Over 25 years ago when I first started playing fantasy sports, my friends and I had to manually tabulate statistics from newspapers. We migrated to customized computer spreadsheet programs (this was in the days before everyone had PCs with Microsoft Excel – which we eventually used) before the Internet revolution and cloud computing brought the wonderful world of fantasy sports websites that we enjoy today.
Now with just a few mouse clicks, I can run regression analysis to determine whether my next draft pick should be a first baseman predicted to hit 30 home runs or a second baseman predicted to have a .300 batting average and score 100 runs.
I can check my roster for weaknesses in statistics difficult to predict, such as stolen bases and saves. I can track the performances of players I didn’t draft to decide if I want to make a trade, as well as accurately evaluate a potential trade from another owner who claims to be offering players who are having a great year and could help my team be competitive.
Data Quality
In her fantastic book Executing Data Quality Projects: Ten Steps to Quality Data and Trusted Information, Danette McGilvray comprehensively defines all of the data quality dimensions, which include the following most applicable to fantasy sports:
- Accuracy – A measure of the correctness of the content of the data, which requires an authoritative source of reference to be identified and accessible.
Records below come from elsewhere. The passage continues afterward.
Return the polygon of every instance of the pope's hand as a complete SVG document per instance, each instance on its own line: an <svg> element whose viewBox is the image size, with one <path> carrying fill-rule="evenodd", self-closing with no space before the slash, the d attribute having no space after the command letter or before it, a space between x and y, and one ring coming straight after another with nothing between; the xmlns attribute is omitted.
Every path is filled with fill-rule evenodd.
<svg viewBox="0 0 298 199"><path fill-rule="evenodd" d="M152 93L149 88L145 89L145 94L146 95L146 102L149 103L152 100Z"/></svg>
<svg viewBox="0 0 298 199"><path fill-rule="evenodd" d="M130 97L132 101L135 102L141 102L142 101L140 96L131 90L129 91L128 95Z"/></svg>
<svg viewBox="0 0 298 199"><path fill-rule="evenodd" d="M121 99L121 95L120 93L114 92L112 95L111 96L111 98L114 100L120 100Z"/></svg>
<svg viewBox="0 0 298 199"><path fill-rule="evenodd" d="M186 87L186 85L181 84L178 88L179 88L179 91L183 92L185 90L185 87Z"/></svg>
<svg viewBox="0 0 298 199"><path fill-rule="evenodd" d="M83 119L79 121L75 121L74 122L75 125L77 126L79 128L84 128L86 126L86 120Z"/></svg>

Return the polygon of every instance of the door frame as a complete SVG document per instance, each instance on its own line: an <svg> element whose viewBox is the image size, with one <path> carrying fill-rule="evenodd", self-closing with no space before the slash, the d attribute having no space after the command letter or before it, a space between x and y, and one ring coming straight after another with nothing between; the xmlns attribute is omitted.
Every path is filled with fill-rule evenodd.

- Timeliness and Availability – A measure of the degree to which data are current and available for use as specified and in the time frame in which they are expected.
- Data Coverage – A measure of the availability and comprehensiveness of data compared to the total data universe or population of interest.
- Presentation Quality – A measure of how information is presented to and collected from those who utilize it. Format and appearance support appropriate use of the information.
- Perception, Relevance, and Trust – A measure of the perception of and confidence in the data quality; the importance, value, and relevance of the data to business needs.
Conclusion
I highly doubt that you will see Fantasy League Data Quality coming soon to a fantasy sports website near you. It is just as unlikely that my future blog posts will conclude with “The Mountain Dew Post Game Show” or that I will rename my blog to “OCDQ – The Worldwide Leader in Data Quality” (duh-nuh-nuh, duh-nuh-nuh).
However, fantasy sports are more than just a hobby. They’re a thriving real-world business providing many excellent examples of best practices in action for master data management, data warehousing, and business intelligence – all implemented upon a solid data quality foundation.
So who knows, maybe some Monday night this winter we’ll hear Hank Williams Jr. sing:
“Are you ready for some data quality?”